No bifurcation between the short term and long term marketing investment create huge misunderstanding between the two functions i.e. finance and marketing. It is very difficult to identify the long term (Creative) and short term (routine) marketing cost. Short term (routine) marketing cost means costs incurred on advertising through different channels like electronic media, print media, social websites, internet etc., while long term (Creative) marketing cost generally referred to the costs incurred on brand building. Short term marketing investment’s profitability reflects immediately in the profit and loss account while long term marketing investment’s profitability takes time to realize and this generates conflict. Therefore, finance department needs to understand the facts behind the scene before reaching towards any sort of conclusion. They have to keep an eye on the future prospects of the marketing benefits that can add long term value towards the shareholders return.

3. Focus on one business goal i.e. maximizing shareholders’ value: 

Marketing department’s personnel often claims the number of prospective consumers they reached for-example; they said we have reached 1 million likes on the Facebook, we have gathered 50,000 people on an event; these sort of litigations are useless unless they add some value to the profit. Therefore, both the finance and marketing department should concentrate on one single motive that is to maximize the shareholders’ return and that is the key to align the two functions.

4. Benchmarking:

To cope with the conflicts between the two functions, one way is to set those companies, who perform well in the industry, a benchmark, for marketing expenditure and the value these companies generate from that expenditure. This will create the confidence of the marketing department and the accountability as well if the marketing strategy goes wrong.

The benchmarking need to be done with both two costs; i.e. creative marketing cost (the cost incurred for brand building) and routine marketing cost (Cost incurred on routine marketing of different products). After creating the benchmark, it is necessary to wipe out the unnecessary cost duplications by taking directions from the expert marketing consultants. This will reduced the overall marketing cost by unnecessary spending and boost up the MROI.
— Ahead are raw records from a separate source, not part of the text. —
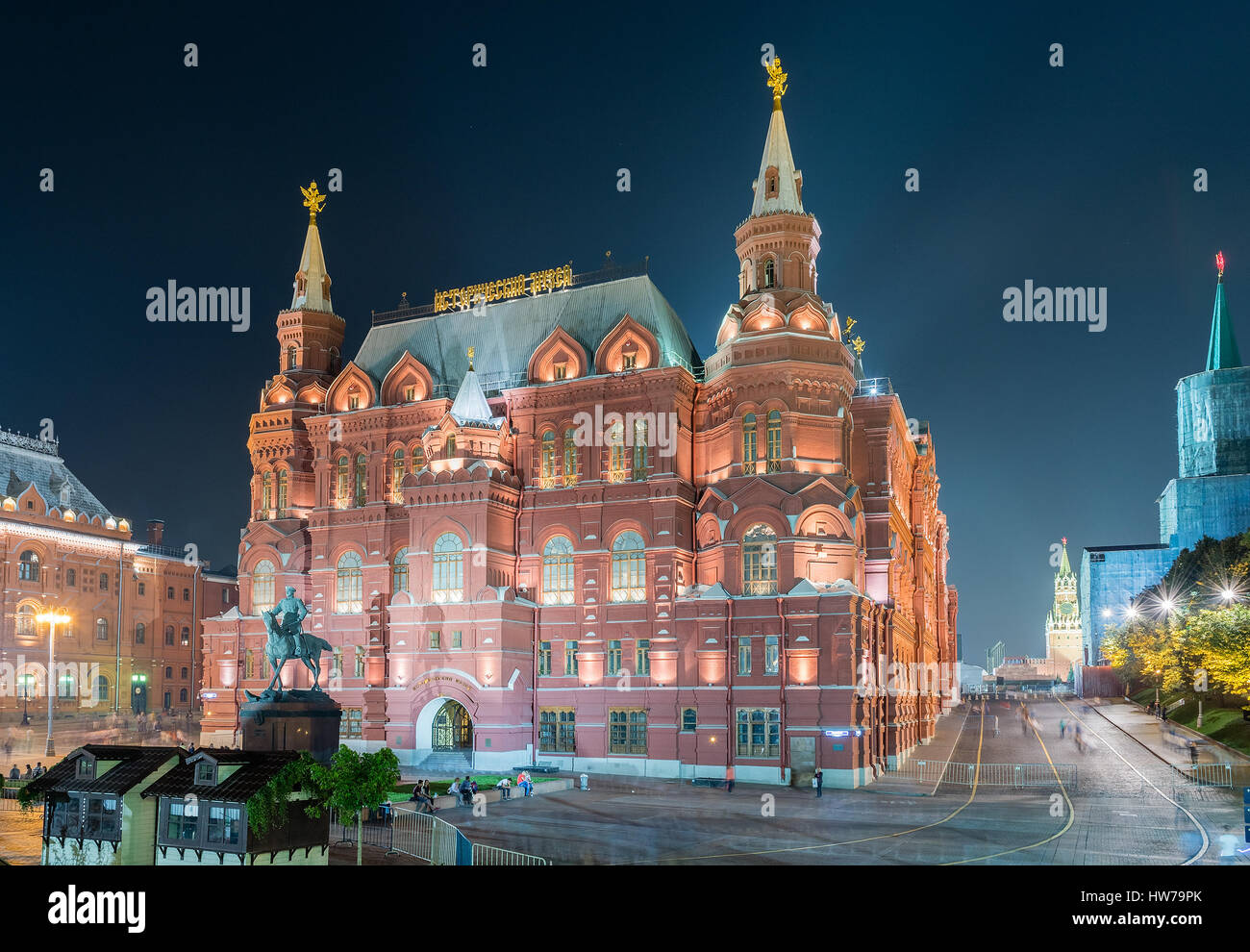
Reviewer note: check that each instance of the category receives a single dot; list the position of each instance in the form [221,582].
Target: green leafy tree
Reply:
[355,782]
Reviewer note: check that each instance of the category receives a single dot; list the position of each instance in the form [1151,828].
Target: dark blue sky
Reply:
[1080,175]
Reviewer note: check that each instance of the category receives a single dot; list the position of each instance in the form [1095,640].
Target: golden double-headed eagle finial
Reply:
[776,80]
[312,200]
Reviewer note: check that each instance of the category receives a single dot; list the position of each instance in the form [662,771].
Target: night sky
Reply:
[1082,175]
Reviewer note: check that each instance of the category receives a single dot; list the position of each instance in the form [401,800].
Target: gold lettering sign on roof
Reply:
[462,299]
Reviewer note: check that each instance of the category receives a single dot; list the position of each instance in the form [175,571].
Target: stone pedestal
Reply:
[291,721]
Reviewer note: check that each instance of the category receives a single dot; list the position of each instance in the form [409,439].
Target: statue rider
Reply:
[294,611]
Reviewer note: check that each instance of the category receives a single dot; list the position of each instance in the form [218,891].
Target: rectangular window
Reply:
[557,730]
[353,719]
[224,825]
[759,731]
[771,655]
[626,730]
[642,656]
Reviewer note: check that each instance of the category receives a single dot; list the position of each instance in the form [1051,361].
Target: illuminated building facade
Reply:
[542,529]
[133,639]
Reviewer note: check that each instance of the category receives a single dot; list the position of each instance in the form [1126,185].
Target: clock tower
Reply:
[1063,621]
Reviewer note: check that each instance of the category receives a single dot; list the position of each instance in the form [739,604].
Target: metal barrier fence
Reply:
[404,830]
[990,775]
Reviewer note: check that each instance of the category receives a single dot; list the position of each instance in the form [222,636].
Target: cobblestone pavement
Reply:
[1125,807]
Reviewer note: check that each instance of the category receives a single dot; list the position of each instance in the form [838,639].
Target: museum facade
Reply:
[537,526]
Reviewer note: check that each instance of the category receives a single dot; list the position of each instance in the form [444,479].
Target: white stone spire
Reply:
[779,187]
[312,281]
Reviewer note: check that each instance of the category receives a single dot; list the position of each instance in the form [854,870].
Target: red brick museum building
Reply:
[583,543]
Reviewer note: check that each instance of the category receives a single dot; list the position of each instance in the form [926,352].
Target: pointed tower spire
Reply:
[312,281]
[779,187]
[1221,353]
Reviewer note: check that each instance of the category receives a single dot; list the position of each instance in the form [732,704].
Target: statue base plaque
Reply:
[291,721]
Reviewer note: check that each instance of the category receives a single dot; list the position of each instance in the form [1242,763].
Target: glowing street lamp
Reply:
[51,616]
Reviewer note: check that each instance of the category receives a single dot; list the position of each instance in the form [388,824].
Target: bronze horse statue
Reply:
[282,647]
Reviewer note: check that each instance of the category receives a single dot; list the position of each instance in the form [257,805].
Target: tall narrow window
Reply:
[399,572]
[558,571]
[749,446]
[262,586]
[546,471]
[761,560]
[396,476]
[349,589]
[570,458]
[341,488]
[28,566]
[362,480]
[640,442]
[629,568]
[616,452]
[774,446]
[449,567]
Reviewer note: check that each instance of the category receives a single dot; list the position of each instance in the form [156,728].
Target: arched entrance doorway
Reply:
[453,730]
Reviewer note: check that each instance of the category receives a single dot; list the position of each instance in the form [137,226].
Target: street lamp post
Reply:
[51,617]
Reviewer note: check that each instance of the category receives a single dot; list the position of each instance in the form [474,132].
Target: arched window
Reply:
[749,445]
[341,485]
[616,452]
[629,568]
[558,571]
[570,458]
[546,474]
[761,560]
[262,586]
[28,566]
[25,621]
[399,572]
[362,480]
[640,442]
[448,568]
[396,475]
[774,443]
[348,597]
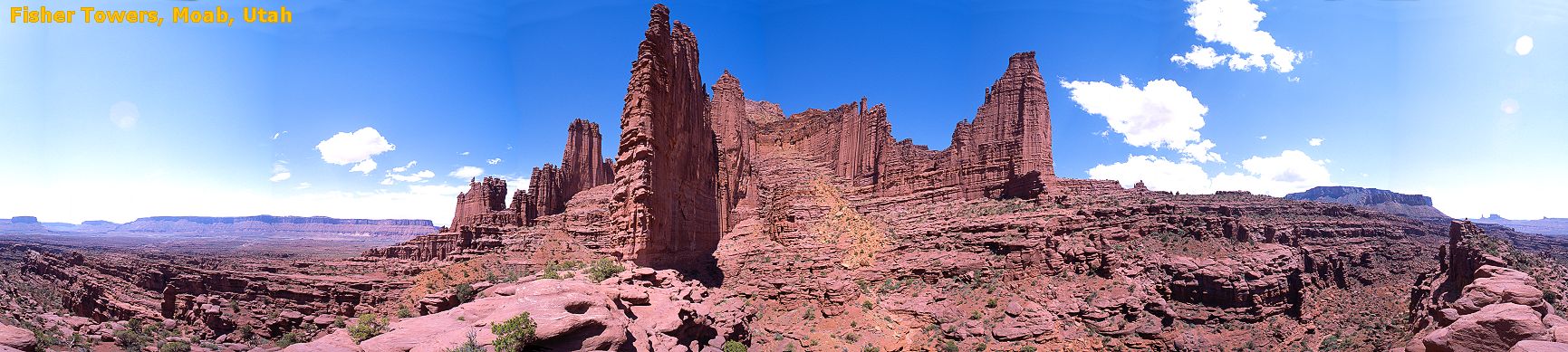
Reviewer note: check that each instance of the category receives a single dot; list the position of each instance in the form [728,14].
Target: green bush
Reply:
[604,268]
[287,338]
[175,346]
[513,334]
[465,293]
[469,346]
[132,338]
[367,328]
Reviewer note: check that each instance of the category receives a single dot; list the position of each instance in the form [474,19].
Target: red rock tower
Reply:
[664,205]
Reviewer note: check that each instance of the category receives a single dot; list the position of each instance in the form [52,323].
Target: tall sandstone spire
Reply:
[1008,144]
[737,146]
[664,204]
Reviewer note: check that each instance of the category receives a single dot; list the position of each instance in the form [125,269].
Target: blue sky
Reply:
[126,120]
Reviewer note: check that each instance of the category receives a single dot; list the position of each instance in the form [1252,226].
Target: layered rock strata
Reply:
[1005,152]
[665,177]
[1476,302]
[485,202]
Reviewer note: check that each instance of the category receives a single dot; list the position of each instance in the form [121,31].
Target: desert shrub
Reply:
[367,328]
[469,346]
[175,346]
[604,268]
[132,338]
[515,334]
[465,293]
[287,338]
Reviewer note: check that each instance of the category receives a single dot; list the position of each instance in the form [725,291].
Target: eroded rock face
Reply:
[637,310]
[1475,302]
[665,178]
[1413,205]
[485,204]
[1004,154]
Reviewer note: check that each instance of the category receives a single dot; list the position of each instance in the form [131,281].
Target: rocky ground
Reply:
[725,225]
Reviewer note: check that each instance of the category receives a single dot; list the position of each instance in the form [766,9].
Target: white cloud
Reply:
[405,167]
[1159,115]
[355,147]
[364,166]
[124,115]
[1523,46]
[466,173]
[420,176]
[1235,24]
[1158,174]
[279,171]
[1275,176]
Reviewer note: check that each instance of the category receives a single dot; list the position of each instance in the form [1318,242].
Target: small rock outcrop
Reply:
[665,205]
[1475,302]
[635,310]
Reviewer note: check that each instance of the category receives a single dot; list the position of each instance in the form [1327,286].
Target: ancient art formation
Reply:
[665,177]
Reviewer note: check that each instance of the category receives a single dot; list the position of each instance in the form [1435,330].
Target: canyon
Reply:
[725,223]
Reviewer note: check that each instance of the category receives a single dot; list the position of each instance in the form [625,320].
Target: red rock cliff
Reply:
[485,202]
[664,204]
[737,146]
[1005,152]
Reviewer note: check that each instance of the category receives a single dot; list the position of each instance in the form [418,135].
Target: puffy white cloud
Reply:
[355,149]
[466,173]
[1523,46]
[1158,174]
[364,166]
[1159,115]
[420,176]
[1275,176]
[279,171]
[1235,24]
[124,115]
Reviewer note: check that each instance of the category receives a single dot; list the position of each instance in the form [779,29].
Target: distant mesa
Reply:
[1544,225]
[229,224]
[1411,205]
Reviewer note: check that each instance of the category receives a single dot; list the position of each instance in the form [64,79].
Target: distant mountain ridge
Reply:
[1411,205]
[1544,225]
[231,224]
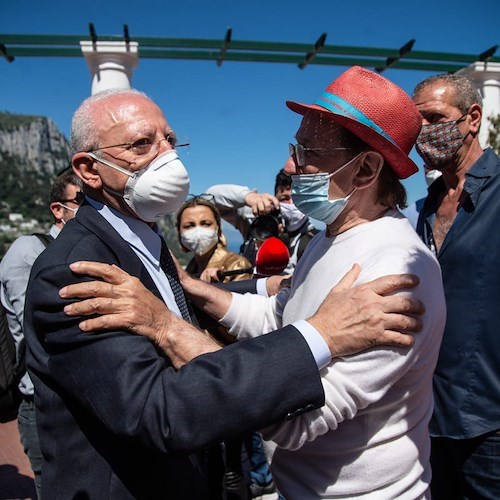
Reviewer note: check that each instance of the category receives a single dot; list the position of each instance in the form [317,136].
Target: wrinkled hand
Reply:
[209,274]
[275,283]
[354,319]
[262,203]
[122,302]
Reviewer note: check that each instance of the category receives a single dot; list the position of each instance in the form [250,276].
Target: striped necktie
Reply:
[168,266]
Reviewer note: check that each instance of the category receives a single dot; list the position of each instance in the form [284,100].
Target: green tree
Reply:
[494,133]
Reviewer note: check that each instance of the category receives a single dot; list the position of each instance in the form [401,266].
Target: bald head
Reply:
[84,126]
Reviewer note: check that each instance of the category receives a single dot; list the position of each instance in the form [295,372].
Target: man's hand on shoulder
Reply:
[354,319]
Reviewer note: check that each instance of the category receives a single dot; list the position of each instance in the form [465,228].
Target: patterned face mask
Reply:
[438,143]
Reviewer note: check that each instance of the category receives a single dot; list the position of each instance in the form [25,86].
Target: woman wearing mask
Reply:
[199,230]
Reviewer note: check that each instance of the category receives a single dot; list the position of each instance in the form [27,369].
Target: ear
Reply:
[368,169]
[474,118]
[85,167]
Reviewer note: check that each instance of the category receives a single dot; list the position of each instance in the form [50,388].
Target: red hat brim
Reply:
[399,161]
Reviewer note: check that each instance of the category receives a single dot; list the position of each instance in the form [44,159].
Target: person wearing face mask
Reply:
[121,416]
[371,438]
[240,206]
[459,222]
[199,230]
[15,267]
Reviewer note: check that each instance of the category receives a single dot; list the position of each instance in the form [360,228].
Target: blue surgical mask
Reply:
[310,195]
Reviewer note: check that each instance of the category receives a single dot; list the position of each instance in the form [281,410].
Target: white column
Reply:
[486,77]
[111,63]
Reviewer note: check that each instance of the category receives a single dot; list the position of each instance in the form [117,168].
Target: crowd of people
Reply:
[369,364]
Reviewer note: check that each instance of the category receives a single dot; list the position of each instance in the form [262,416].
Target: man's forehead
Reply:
[437,92]
[316,124]
[130,111]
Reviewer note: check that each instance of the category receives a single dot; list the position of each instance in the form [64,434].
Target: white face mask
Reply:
[74,210]
[292,216]
[431,176]
[199,239]
[310,195]
[158,189]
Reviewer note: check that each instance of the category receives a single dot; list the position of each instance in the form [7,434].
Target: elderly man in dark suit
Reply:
[117,418]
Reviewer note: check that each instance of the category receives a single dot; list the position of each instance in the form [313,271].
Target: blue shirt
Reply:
[467,376]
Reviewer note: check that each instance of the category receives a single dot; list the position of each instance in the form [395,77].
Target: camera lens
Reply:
[265,226]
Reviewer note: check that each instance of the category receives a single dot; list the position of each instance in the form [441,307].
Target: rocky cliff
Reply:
[35,142]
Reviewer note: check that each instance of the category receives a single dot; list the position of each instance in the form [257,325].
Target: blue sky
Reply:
[233,115]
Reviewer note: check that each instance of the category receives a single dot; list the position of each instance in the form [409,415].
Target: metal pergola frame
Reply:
[302,54]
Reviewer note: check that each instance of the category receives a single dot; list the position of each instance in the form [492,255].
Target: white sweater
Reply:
[370,440]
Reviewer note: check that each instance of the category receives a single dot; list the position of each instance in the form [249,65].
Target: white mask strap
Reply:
[112,165]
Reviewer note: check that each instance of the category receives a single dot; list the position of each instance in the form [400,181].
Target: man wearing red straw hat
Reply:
[370,439]
[117,419]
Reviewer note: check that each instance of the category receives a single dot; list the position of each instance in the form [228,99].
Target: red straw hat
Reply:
[374,109]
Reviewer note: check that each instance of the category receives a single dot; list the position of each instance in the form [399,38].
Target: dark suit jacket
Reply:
[115,419]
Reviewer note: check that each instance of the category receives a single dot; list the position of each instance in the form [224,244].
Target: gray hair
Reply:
[84,136]
[466,93]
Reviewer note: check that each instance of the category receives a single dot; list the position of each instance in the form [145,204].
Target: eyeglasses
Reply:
[299,152]
[78,199]
[203,196]
[144,146]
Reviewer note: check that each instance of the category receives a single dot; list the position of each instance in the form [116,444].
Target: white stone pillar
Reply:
[486,77]
[111,63]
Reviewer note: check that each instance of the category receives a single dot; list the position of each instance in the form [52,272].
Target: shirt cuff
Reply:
[261,288]
[316,343]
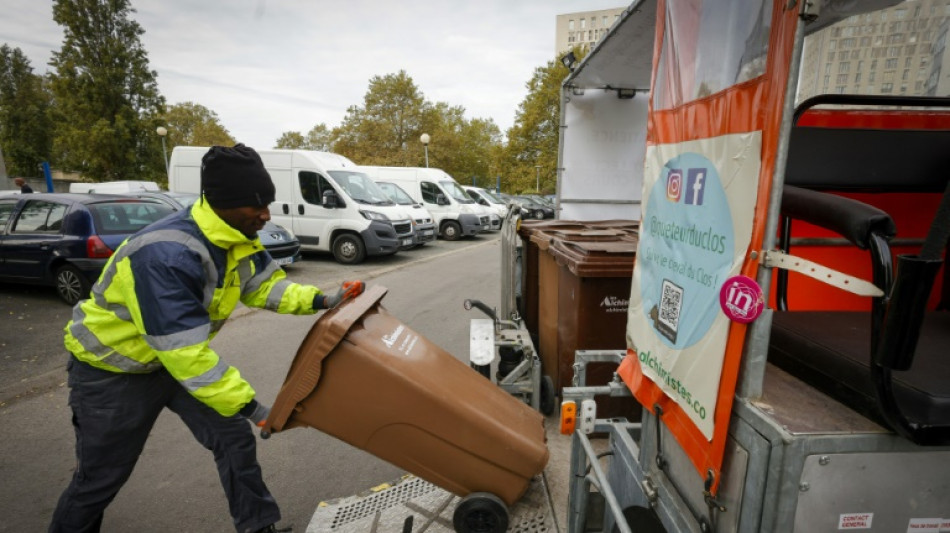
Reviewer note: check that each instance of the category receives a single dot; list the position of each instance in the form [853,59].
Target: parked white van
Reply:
[456,214]
[495,205]
[423,225]
[324,198]
[115,187]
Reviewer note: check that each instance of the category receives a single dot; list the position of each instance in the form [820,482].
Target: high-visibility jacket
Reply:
[167,291]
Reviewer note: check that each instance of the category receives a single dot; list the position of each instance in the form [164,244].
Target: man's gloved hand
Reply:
[256,412]
[350,289]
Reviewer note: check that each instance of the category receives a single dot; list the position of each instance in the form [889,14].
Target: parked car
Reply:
[64,240]
[535,209]
[280,243]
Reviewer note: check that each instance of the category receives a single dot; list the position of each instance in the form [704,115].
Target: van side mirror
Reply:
[330,199]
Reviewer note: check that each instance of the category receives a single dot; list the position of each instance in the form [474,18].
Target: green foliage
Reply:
[191,124]
[386,131]
[25,127]
[107,99]
[318,138]
[533,139]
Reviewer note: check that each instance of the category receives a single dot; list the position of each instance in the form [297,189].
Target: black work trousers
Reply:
[113,414]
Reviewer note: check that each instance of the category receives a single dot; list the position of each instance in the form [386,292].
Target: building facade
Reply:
[583,29]
[899,51]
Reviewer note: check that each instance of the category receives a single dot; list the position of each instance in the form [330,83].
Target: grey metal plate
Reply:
[883,491]
[384,509]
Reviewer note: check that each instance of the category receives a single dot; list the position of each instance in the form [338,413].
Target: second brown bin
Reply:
[364,377]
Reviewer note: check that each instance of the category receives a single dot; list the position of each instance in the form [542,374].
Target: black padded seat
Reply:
[831,351]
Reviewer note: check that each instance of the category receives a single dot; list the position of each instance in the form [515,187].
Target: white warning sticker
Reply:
[920,525]
[855,521]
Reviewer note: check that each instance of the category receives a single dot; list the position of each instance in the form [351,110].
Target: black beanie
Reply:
[235,177]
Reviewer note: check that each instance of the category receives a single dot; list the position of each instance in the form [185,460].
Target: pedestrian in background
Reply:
[140,344]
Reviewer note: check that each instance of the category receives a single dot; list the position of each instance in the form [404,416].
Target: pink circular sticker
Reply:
[741,299]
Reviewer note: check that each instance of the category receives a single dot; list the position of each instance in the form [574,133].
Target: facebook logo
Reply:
[695,185]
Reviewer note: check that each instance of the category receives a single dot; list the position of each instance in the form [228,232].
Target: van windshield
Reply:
[396,193]
[360,187]
[452,189]
[492,199]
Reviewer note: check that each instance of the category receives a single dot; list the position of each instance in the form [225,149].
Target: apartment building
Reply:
[583,29]
[899,50]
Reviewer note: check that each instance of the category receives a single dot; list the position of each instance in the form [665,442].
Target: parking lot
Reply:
[174,486]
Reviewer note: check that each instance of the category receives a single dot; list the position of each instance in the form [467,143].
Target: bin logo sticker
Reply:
[615,304]
[686,249]
[741,299]
[408,342]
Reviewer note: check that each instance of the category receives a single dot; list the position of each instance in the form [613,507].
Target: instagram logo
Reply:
[674,185]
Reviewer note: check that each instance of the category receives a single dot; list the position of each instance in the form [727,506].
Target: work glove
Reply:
[350,289]
[256,412]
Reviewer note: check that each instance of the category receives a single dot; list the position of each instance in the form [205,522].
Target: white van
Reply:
[423,225]
[485,198]
[456,214]
[324,198]
[114,187]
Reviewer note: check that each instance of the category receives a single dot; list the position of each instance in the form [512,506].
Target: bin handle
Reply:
[331,335]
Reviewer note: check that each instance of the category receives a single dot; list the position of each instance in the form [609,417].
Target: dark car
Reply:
[64,240]
[280,243]
[531,208]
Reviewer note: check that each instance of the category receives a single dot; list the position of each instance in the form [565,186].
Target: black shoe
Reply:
[274,529]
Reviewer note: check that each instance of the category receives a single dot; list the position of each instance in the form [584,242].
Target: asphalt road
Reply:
[175,485]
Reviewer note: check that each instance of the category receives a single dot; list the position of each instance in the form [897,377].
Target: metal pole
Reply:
[165,155]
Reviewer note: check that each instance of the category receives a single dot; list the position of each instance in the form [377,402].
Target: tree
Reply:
[291,140]
[191,124]
[25,126]
[381,131]
[318,138]
[533,139]
[107,99]
[387,128]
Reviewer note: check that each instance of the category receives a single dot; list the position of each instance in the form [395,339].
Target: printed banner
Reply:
[699,202]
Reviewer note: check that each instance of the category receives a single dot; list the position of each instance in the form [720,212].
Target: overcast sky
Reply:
[270,66]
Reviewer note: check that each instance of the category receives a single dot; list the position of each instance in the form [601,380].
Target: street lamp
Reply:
[162,132]
[425,143]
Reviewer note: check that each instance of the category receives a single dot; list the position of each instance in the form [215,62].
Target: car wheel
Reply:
[348,249]
[451,231]
[71,285]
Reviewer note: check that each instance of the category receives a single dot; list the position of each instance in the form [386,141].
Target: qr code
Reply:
[671,302]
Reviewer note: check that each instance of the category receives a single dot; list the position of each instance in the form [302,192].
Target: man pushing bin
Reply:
[139,344]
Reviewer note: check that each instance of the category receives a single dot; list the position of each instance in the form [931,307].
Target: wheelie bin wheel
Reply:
[480,512]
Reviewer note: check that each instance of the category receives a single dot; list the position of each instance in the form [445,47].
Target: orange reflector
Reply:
[568,417]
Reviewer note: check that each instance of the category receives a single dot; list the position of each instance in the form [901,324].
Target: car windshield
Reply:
[395,192]
[360,187]
[116,218]
[184,198]
[492,198]
[456,192]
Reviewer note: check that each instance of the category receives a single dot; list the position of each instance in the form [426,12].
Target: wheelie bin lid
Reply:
[596,259]
[305,371]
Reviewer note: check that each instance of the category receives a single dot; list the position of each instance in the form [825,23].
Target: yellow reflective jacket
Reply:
[167,291]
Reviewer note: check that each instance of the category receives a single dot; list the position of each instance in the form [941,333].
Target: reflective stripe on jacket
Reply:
[167,291]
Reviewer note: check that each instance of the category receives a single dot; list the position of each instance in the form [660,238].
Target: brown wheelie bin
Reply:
[364,377]
[594,280]
[529,272]
[552,356]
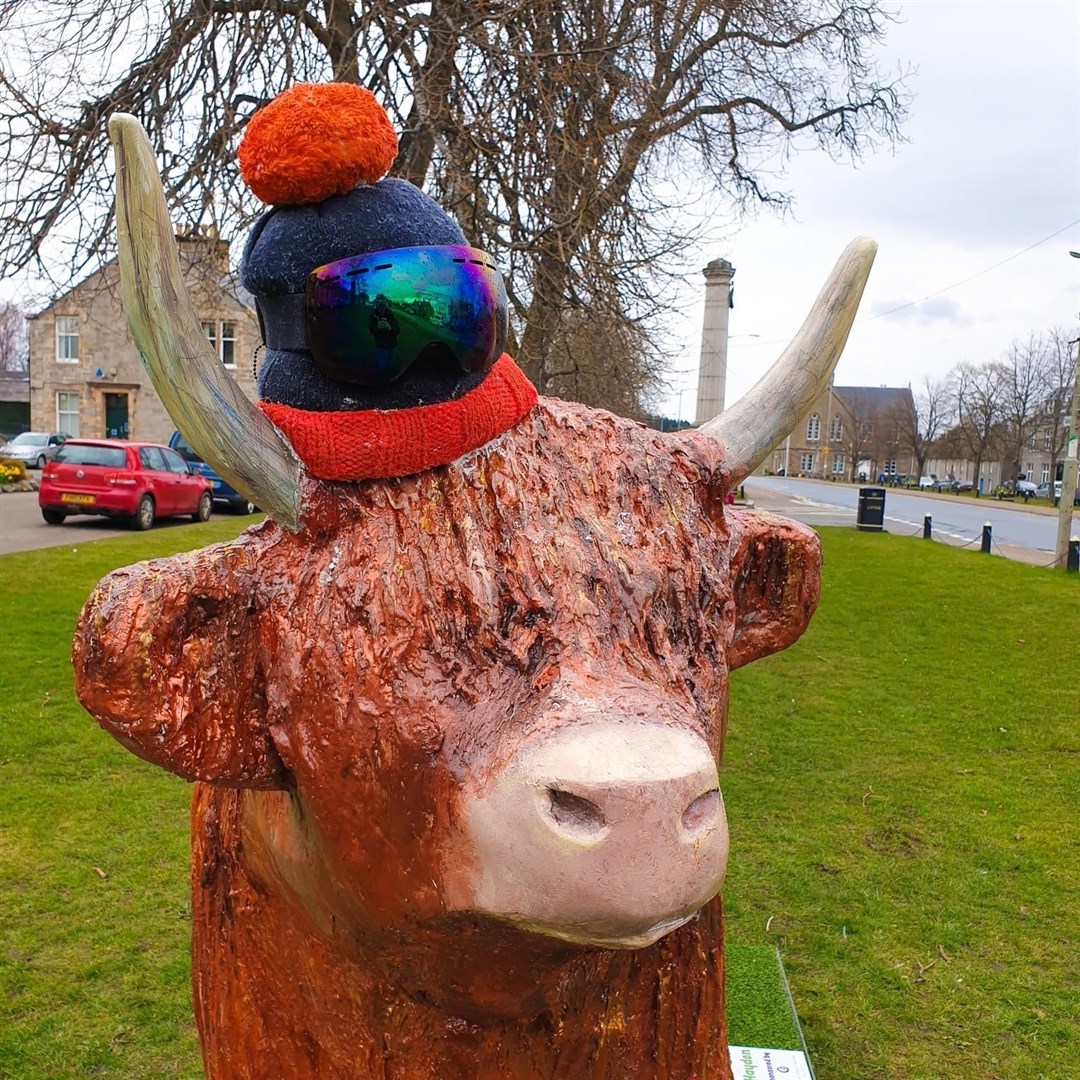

5. To convince marketing and finance on they are two sides of the same coin:

Another way to resolve conflicts between the finance and marketing departments is to convince the both that they are on the same board. Marketing personnel should involve finance personnel in planning process of marketing department whereas the finance personnel should invite marketing personnel input in formulating the marketing budget. This will not only result in shrinking the communication gap between the two departments but also allow both departments to make the necessary adjustment in the budgets time to time as required by the global norms.

CONCLUSION

The synopsis of the whole showcase is that finance and marketing departments have to focus on improving the internal communication. Marketers seem to be the excellent communicators but unfortunately they totally fail to utilize this skill internally, with their own finance department. If they want to get the key objective of maximizing the shareholders’ return by maximizing the targeted customers (revenue) outside the organization, they have to improve the inside.

References

1. Review of Research by Jonathan Gordan, Jean Hugues Monier and Phil Ogren on McKinsey & Company.

2. Review of Research by Frans Cornelis “Moving from cost to contribution – Integrating Marketing and Finance”.